BEIJING - China has discovered its first deep-water, deep-reservoir oil find in the South China Sea, state-owned oil giant CNOOC announced on Friday.

The Kaipingnan oilfield, 300 kilometers southwest of the waters of Shenzhen in South China, has a proven reserve of 102 million tons of oil equivalent, according to the company.

It is the first oil reserve with a water depth of over 300 meters and a well depth of over 3,000 meters found by China's own efforts, as well as the largest, said CNOOC. The maximum depth where the oilfield lies is 532 meters and the maximum well depth reached 4,831 meters.

Testing drilling yields over 1,000 tons of oil and gas on a daily basis, which is a new record in China for a deep-water, deep-reservoir oilfield, the company said.

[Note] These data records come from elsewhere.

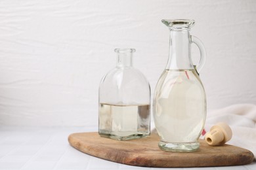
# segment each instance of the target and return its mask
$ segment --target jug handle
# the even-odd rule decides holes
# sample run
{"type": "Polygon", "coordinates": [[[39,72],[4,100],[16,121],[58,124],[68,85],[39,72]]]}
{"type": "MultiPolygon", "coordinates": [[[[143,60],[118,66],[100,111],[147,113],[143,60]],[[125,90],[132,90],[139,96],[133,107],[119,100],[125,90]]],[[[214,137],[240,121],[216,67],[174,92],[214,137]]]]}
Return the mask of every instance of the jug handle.
{"type": "Polygon", "coordinates": [[[191,35],[191,42],[195,43],[200,51],[200,60],[199,60],[198,63],[194,65],[195,69],[198,73],[200,72],[205,63],[206,50],[203,43],[198,37],[191,35]]]}

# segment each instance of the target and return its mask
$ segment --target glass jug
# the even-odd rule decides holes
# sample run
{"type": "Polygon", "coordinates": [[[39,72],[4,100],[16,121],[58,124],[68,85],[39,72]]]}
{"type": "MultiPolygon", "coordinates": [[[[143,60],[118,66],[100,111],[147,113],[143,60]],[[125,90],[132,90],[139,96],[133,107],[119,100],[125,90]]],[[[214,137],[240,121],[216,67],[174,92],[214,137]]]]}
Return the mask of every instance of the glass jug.
{"type": "Polygon", "coordinates": [[[101,80],[98,95],[98,133],[125,141],[150,135],[150,87],[133,67],[135,49],[115,49],[116,68],[101,80]]]}
{"type": "Polygon", "coordinates": [[[206,97],[198,72],[206,56],[203,44],[189,31],[190,20],[162,20],[170,30],[169,59],[156,85],[153,101],[160,148],[169,152],[192,152],[199,148],[198,138],[206,117],[206,97]],[[199,48],[201,58],[194,65],[191,43],[199,48]]]}

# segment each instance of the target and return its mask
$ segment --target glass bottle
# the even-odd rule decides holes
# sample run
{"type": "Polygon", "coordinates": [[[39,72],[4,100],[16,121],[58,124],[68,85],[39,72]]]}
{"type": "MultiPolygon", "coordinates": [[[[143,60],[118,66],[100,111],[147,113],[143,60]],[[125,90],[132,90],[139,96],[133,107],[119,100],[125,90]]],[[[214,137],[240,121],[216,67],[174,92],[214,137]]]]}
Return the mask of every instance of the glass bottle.
{"type": "Polygon", "coordinates": [[[150,135],[150,87],[133,67],[135,49],[115,49],[116,68],[101,80],[98,99],[100,136],[125,141],[150,135]]]}
{"type": "Polygon", "coordinates": [[[206,117],[206,97],[198,72],[206,56],[203,44],[189,31],[190,20],[162,20],[170,30],[169,53],[165,69],[154,92],[153,115],[160,136],[158,146],[170,152],[192,152],[199,148],[198,138],[206,117]],[[199,48],[201,58],[194,65],[191,43],[199,48]]]}

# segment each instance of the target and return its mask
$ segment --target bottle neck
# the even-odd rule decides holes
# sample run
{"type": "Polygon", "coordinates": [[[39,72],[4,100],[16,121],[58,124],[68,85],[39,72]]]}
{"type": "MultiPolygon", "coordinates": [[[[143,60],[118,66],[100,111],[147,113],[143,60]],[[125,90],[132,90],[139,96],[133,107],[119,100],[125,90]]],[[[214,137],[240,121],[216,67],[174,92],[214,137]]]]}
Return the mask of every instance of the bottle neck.
{"type": "Polygon", "coordinates": [[[117,49],[115,50],[117,54],[117,67],[133,67],[133,54],[134,49],[117,49]]]}
{"type": "Polygon", "coordinates": [[[171,30],[166,69],[193,69],[190,57],[191,38],[188,29],[171,30]]]}

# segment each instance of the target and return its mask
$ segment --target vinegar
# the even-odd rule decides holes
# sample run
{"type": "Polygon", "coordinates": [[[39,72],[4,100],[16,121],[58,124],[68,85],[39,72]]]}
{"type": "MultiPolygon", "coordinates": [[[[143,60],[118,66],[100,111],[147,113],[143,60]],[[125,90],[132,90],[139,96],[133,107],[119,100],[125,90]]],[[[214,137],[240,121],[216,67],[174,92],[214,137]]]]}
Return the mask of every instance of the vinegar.
{"type": "Polygon", "coordinates": [[[154,103],[155,125],[161,137],[159,144],[173,145],[177,150],[187,145],[188,152],[198,148],[206,99],[196,71],[165,70],[158,82],[154,103]]]}
{"type": "Polygon", "coordinates": [[[150,134],[150,105],[99,104],[99,133],[117,140],[150,134]]]}

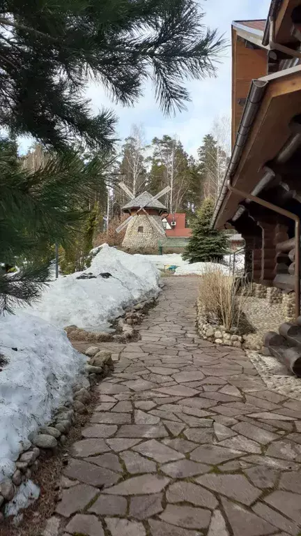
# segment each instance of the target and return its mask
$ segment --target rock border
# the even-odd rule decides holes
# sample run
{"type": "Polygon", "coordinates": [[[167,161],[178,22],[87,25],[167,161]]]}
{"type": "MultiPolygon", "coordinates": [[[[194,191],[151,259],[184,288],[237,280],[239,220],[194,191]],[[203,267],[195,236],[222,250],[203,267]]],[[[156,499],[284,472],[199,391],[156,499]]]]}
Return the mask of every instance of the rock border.
{"type": "Polygon", "coordinates": [[[134,326],[141,324],[148,311],[156,304],[157,296],[139,302],[128,307],[123,316],[114,320],[114,332],[88,332],[77,326],[67,326],[65,331],[70,341],[86,341],[90,343],[127,343],[138,336],[134,326]]]}
{"type": "Polygon", "coordinates": [[[201,338],[209,341],[215,344],[222,344],[225,346],[234,346],[241,348],[243,345],[244,338],[237,335],[234,330],[226,329],[224,326],[209,322],[204,316],[203,308],[199,299],[196,302],[197,329],[201,338]]]}
{"type": "Polygon", "coordinates": [[[66,436],[75,422],[76,414],[87,412],[86,405],[91,399],[89,391],[96,382],[114,370],[111,352],[100,350],[94,346],[84,353],[87,356],[86,375],[80,378],[80,382],[73,385],[72,400],[57,408],[49,422],[31,432],[28,439],[22,442],[22,452],[15,462],[13,475],[0,483],[0,524],[4,521],[6,507],[14,499],[19,486],[37,471],[41,451],[54,454],[60,446],[65,445],[66,436]]]}

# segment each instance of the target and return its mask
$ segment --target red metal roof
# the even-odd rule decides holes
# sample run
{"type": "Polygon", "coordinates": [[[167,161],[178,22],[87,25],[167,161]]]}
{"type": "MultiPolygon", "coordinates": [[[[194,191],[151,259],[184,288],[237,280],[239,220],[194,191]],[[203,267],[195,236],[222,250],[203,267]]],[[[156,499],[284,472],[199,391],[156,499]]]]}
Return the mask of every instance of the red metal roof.
{"type": "Polygon", "coordinates": [[[171,229],[166,230],[167,237],[175,238],[188,238],[191,237],[192,230],[186,227],[186,214],[185,212],[176,212],[174,214],[169,214],[166,218],[171,225],[172,221],[176,222],[176,225],[171,229]]]}
{"type": "Polygon", "coordinates": [[[255,30],[260,30],[264,31],[265,27],[265,20],[236,20],[236,22],[238,22],[242,26],[247,26],[249,28],[254,28],[255,30]]]}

The Kaipingnan oilfield demonstrated the vast potential of deep-water exploration in the South China Sea, and further consolidated the foundation of China's offshore oil and gas reserve, which is significant toward ensuring the country's energy security, the company said in a press release on Friday.

In recent years, CNOOC made significant discoveries at the Bozhong 26-6 deep-reservoir oilfield in China's Bohai Sea and the Baodao 21-1 gas field in western South China Sea.

Zhou Xinhuai, CEO of CNOOC, said the company's continuous discoveries in the eastern part of the South China Sea forged new growth drivers for the company's offshore oil and gas business, noting the company will continue to pour more efforts in oil and gas exploration in the South China Sea to ramp up energy supply capacity.